İSA PEYGAMBER’İN ZÜHDÜ
Hz. Îsâ’ya, “Keşke bir eşeğin olsa da yorulunca ona binsen” dediler.
O bu temennîde bulunanlara: “Bir eşekle uğraşıp da Kendisini ihmâl etmeme Rabbim izin vermez” diye cevap verdi. (İbni Asâkir, Târihu Medîneti Dımaşk (Amrî), XXXXVII, 418.)
Hz. Îsâ, kıldan dokunmuş elbise giyer ve ağaç yaprağı yerdi. Onun evi, barkı yoktu; nerede uykusu gelirse orada uyurdu. (İbni Asâkir, Târihu Medîneti Dımaşk (Amrî), XXIV, 47.)
Kendisine “miskin” diye hitap edilmesine pek sevinirdi.
Rivâyet edildiğine göre Mûsâ aleyhisselâm, Firavun’un adamlarına yakalanmamak için Mısır’dan kaçıp Medyen suyuna vardığında, karnındaki otların yeşil rengi görünecek kadar zayıflamıştır. (Taberî, Câmi‘u’l-beyân (Şâkir), XXIV, 19; İbni Asâkir, Târihu Medîneti Dımaşk (Amrî), LXI, 33.)
Resûl-i Ekrem sallallahu aleyhi ve sellem şöyle buyurmuştur:
“Benden önceki peygamberler çeşitli dertlerle imtihân edilirdi. Onlardan biri fakir düşüp çeşitli sıkıntılara uğradığında, sizin bir hediyeye sevinmenizden daha çok sevinirlerdi.” (Ahmed ibni Hanbel, Müsned, III, 94; Hâkim, el-Müstedrek (Atâ), I, 99, nr. 119; Elbânî, Silsiletü’l-ehâdîsi’s-sahîha, V, 75-77, nr. 2047.)
Bu kaynaklardaki rivâyete göre, Fahr-i Kâinât Efendimiz’in son hastalığında, onu ziyârete gelen bir sahâbî elini mübârek vücûduna koyarak: “Yâ Resûlallah! Tenin ateş gibi yanıyor, elimi üstüne koyamıyorum.” demişti.
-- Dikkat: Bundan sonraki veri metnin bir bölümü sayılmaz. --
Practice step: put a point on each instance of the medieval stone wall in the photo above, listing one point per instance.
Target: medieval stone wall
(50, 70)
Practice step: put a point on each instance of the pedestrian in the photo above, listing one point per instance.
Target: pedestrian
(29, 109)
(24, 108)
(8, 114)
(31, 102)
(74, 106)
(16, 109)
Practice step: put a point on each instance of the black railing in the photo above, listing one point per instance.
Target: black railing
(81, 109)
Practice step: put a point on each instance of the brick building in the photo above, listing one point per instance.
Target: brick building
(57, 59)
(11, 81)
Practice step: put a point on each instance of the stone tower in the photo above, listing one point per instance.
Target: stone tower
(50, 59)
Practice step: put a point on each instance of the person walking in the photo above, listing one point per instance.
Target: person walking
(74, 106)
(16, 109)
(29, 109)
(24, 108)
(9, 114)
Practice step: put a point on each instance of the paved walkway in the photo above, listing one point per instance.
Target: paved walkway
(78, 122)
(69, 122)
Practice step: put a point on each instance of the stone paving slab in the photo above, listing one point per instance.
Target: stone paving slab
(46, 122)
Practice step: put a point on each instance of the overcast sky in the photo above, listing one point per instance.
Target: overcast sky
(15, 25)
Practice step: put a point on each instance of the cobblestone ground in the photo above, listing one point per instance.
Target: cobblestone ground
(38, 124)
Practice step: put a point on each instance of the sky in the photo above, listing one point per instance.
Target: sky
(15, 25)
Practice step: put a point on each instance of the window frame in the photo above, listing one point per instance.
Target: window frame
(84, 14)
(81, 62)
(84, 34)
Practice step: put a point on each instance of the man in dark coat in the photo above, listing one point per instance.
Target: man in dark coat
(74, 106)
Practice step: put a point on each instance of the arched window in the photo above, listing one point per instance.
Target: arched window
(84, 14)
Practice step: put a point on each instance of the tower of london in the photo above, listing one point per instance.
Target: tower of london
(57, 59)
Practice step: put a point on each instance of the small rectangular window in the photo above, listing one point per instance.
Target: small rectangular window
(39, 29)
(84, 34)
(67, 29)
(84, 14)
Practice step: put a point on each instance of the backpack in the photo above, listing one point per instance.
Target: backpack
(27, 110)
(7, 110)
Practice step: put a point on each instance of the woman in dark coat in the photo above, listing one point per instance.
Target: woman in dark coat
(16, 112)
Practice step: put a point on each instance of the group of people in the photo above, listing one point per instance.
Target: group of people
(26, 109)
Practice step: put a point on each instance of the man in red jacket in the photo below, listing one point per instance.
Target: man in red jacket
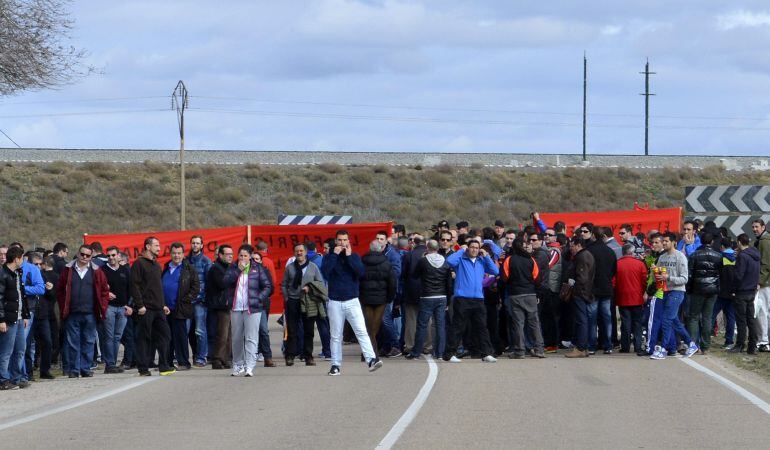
(630, 286)
(83, 294)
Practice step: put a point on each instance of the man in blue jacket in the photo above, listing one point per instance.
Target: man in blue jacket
(342, 269)
(470, 264)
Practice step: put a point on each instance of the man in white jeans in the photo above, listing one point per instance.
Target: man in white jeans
(342, 269)
(762, 302)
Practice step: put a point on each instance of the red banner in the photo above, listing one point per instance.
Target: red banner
(280, 241)
(133, 243)
(643, 220)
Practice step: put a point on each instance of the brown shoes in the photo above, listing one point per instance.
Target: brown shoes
(576, 353)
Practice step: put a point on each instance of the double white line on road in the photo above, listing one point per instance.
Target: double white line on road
(411, 412)
(76, 404)
(758, 402)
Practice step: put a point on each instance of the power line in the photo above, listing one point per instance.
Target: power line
(461, 121)
(82, 100)
(9, 138)
(480, 110)
(80, 113)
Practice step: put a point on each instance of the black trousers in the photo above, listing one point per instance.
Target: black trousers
(744, 319)
(492, 303)
(473, 313)
(152, 332)
(631, 323)
(178, 349)
(550, 316)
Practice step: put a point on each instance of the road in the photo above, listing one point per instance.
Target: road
(616, 401)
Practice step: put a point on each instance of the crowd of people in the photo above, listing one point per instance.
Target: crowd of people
(453, 293)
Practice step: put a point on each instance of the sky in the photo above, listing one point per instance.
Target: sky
(410, 76)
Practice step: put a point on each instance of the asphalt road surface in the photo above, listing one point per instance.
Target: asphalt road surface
(617, 401)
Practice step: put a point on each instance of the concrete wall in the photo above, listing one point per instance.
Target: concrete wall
(362, 158)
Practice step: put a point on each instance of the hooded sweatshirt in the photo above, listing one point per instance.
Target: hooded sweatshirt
(747, 272)
(676, 267)
(435, 276)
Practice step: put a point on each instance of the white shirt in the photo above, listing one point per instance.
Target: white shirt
(81, 272)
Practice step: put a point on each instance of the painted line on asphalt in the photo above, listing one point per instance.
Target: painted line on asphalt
(76, 404)
(758, 402)
(398, 429)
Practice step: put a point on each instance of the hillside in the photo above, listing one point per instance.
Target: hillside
(44, 203)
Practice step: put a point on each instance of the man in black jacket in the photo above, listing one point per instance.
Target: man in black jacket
(521, 303)
(704, 266)
(606, 264)
(219, 305)
(14, 318)
(410, 307)
(181, 287)
(435, 287)
(377, 288)
(746, 282)
(581, 278)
Resûl-i Ekrem Efendimiz de ona, peygamberlere, diğer insanlara nisbetle kat kat sevap verildiği gibi, birkaç misli sıkıntı da verildiğini söylemiş, nice peygamberlerin ileri derecede yoksulluk çektiklerini, hattâ bir abayı ortasından kesip boyunlarına geçirdiklerini anlatmış ve:
“Tıpkı sizin zenginliğe sevindiğiniz gibi, onlar da başlarına gelen sıkıntılara sevinirlerdi.” diye sözünü tamamlamıştı.
Bir gün Hz. Îsâ bir domuzla karşılaşınca ona “Haydi, selâmetle git!” dedi. Yakınları ona bu değersiz hayvana neden öyle değerli bir söz söylediğini sordular. “Dilimi kötü söze alıştırmak istemem.” diye cevap verdi.
“Kötülüğü en güzel bir karşılıkla sav.” (Mü’minûn 23/96.) ve “Rahmân’ın has kulları: yeryüzünde mütevâzı bir şekilde yürürler; câhiller kendilerine lâf attığında ise, “Selâmetle!” der geçerler.” (Furkan 25/63.) âyetleri de böyle davranmaya teşvik etmektedir.